J W Richardson wrote:I loved this article! One question I had, how exactly did the pasture return to a carbon banking field from a carbon losing field? I know they spread compost, but what microbes were in that compost, anything special? Bacterial or fungal? What types? Do I need to know, or will any compost work?
Jondo Almondo wrote:@JW - With absorbing ammonia emissions from manure, biochar will work ok, but would work better if the whole mix was submerged in water. Can I suggest an extremely thick layer of hay? Many composters use a thick (sometimes compacted and moistened) layer of mulch to 'cap off' their pile and reduce emissions. A tarp over the lot can also contain and condense some of the gasses.
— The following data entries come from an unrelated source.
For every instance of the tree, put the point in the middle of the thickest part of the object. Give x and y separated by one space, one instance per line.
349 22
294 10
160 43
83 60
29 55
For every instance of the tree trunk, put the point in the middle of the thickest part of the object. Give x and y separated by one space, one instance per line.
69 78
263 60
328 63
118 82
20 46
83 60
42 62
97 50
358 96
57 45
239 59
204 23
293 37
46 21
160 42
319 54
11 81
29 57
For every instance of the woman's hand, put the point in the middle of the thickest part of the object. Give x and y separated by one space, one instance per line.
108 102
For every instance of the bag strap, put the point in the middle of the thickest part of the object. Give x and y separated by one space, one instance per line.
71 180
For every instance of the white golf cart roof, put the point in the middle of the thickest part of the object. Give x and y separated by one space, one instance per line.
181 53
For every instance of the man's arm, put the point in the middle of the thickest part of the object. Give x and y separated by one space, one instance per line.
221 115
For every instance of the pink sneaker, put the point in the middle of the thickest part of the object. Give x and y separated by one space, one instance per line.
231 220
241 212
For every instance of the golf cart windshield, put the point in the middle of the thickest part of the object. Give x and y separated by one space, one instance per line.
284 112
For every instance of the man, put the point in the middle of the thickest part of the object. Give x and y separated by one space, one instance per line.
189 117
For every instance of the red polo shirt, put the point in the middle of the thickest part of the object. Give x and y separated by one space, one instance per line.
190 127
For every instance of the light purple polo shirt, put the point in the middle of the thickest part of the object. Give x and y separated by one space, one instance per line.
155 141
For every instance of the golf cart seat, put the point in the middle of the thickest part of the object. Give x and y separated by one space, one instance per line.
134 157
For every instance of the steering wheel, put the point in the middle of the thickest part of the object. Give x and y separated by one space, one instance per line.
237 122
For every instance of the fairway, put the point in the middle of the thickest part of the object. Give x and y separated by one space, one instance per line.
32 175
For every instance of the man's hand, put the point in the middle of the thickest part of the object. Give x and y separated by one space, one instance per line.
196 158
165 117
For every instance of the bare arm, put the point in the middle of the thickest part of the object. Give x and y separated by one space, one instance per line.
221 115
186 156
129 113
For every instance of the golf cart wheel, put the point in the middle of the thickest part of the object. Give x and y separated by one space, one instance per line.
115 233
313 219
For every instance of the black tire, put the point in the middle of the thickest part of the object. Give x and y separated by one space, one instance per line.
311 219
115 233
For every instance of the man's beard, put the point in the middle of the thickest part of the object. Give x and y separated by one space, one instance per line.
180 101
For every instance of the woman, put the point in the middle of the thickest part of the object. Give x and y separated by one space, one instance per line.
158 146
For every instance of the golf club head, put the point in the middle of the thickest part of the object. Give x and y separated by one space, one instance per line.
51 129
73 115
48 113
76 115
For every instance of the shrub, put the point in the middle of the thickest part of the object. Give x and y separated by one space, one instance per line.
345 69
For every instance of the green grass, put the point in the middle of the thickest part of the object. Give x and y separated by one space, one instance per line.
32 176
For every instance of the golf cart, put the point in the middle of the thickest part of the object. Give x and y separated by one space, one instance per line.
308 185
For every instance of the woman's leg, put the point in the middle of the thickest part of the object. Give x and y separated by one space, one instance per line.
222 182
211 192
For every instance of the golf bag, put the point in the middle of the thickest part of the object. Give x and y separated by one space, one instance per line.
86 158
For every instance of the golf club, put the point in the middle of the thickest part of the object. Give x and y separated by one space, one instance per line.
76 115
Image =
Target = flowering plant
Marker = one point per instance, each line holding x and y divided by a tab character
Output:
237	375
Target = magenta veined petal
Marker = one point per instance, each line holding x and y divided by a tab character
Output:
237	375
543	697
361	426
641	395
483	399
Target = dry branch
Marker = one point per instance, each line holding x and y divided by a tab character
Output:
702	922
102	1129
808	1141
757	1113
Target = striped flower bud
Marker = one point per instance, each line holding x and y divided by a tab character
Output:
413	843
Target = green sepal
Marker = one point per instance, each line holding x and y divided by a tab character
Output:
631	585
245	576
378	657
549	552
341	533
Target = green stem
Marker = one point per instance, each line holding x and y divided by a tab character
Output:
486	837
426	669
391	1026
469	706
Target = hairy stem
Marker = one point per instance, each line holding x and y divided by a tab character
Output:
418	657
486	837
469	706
Biochars ability to absorb gasses is related to the duration of high-temperature ranges in it's production. A good biochar for the soil is less ideal for absorbing gasses, activated charcoal (made at higher temps) is great at absorption, not so great for the soil.
Also, if your worried about emissions - burning wet stuff slowly, smoldering matter in a pit is about as emissions intensive as it can get. It's also quite bad for your health. It's potentially worse than a traditional burn pile due to increased dioxin and PM outputs.
That was a very decent article in the NYT. Great to read that individual states are trying to roll out soil education, carbon credits and research in this field. The soil-carbon plan for France is especially ambitious given its national scale.